Глава ХIV. Супрарациональная красота




 

Религия есть поиск духовного, супрарационального, поэтому вполне возможно, что в этой области интеллектуальный разум окажется несостоятельным помощником, который не только в конечном счете, но и с самого начала обнаруживает некомпетентность и в силу своей неуверенности или излишней самонадеянности обречен на блуждания в царстве силы и света, превосходящих его собственные силу и свет. Однако следует признать, что в других сферах человеческого сознания и человеческой деятельности разум имеет право на верховную власть, поскольку они относятся к более низкому плану рационального и конечного или принадлежат той пограничной области, где соприкасаются рациональное и инфрарациональное, где побуждениям и инстинктам человека необходимы прежде всего свет и контроль разума. В собственной же сфере разума — сфере ограниченного знания, науки, философии, интеллектуального искусства — его право на верховную власть, казалось бы, неоспоримо. Но в конечном итоге оказывается, что это не так. Разум может расширить сферу своей деятельности, развить свои силы, стать более уверенным в своих действиях, но в конце концов он неизбежно обнаруживает, что находится между двумя другими силами нашего существа и выполняет в большей или меньшей степени все ту же функцию посредника. С одной стороны, разум является просветителем (причем не всегда основным) и преобразователем наших жизненных импульсов и первичных ментальных устремлений, а с другой — всего лишь орудием зримо не проявленного Духа и предтечей, подготавливающим пути для пришествия его власти.

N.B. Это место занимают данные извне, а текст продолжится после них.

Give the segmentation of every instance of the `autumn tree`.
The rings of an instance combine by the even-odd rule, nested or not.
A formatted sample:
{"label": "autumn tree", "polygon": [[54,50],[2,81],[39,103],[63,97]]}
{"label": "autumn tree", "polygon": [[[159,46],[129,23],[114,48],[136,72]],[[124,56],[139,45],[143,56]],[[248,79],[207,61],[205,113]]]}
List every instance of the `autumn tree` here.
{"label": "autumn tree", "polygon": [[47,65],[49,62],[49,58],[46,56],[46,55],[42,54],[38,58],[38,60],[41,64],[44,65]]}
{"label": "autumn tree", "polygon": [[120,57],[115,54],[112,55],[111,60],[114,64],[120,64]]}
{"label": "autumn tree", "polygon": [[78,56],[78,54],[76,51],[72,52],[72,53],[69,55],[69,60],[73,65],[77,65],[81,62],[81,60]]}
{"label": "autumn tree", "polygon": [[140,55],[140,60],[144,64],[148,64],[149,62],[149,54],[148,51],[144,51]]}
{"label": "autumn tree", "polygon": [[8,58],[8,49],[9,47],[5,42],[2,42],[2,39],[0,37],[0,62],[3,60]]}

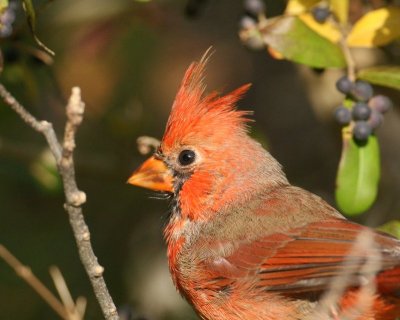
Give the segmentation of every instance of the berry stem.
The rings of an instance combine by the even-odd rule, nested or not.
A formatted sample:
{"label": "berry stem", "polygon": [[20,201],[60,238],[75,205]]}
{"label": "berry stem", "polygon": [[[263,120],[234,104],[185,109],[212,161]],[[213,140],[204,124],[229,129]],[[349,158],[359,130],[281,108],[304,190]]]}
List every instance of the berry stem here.
{"label": "berry stem", "polygon": [[341,37],[339,40],[339,45],[340,48],[343,52],[344,58],[346,60],[346,64],[347,64],[347,76],[349,77],[349,79],[354,82],[356,80],[356,63],[354,61],[354,57],[351,53],[350,47],[347,45],[347,35],[348,35],[348,31],[346,26],[343,26],[341,23],[339,23],[339,21],[337,20],[337,18],[333,15],[333,23],[334,25],[338,28],[338,30],[340,31]]}

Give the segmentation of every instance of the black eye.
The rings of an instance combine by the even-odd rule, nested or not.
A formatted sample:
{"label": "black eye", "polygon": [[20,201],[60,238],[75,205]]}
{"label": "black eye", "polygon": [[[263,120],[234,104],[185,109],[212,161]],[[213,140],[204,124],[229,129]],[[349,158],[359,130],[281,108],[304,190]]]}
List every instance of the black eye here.
{"label": "black eye", "polygon": [[189,164],[192,164],[196,160],[196,153],[192,150],[183,150],[179,154],[179,164],[182,166],[188,166]]}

С особой очевидностью это проявляется в двух сферах, которые при обычном уровне развития наших способностей находятся ближе всего к сфере разума, граничат с ней с той и с другой стороны — т.е. в сферах эстетического и этического существа, поисков Красоты и поисков Добра. Стремление человека к прекрасному достигает наиболее яркого и совершенного выражения в великих искусствах: поэзии, живописи, скульптуре, архитектуре; если же взять это понятие в полном объеме, то нет такой области человеческой деятельности или сферы человеческой жизни, в которых не проявлялась бы красота — при условии, что мы понимаем красоту как в самом широком, так и в самом подлинном смысле этого слова. Безусловно, полное и всеобъемлющее понимание красоты и стремление сделать идеально прекрасными все наше существо и жизнь обязательно должны быть присущи совершенному индивиду и совершенному обществу. Но по сути своей это стремление к красоте не рационально; оно берет начало в глубинных источниках нашей жизни; это инстинкт и импульс — инстинкт эстетического удовлетворения и импульс эстетического созидания и наслаждения. Зарождаясь в инфрарациональных частях нашего существа, эти инстинкт и импульс на первых порах остаются чрезвычайно несовершенными, непросвещенными и примитивными как в созидании, так и в понимании прекрасного. Именно здесь в дело вмешивается разум, чтобы, руководствуясь своим развитым вкусом и верным знанием, различать, просвещать, исправлять, указывать на недостатки и недоработки, устанавливать законы эстетики и облагораживать наше понимание прекрасного и наше творчество. Пока мы таким образом стараемся познавать и исправлять себя, художник, как и поклонник искусства, может считать разум истинным законодателем и, пусть не создателем нашего эстетического инстинкта и импульса, все же создателем нашего эстетического вкуса и его бдительным судьей и наставником. Наши прежние бессознательные и беспорядочные действия он превращает в сознательную деятельность, обладающую рациональной способностью различения как в творчестве, так и в эстетическом наслаждении.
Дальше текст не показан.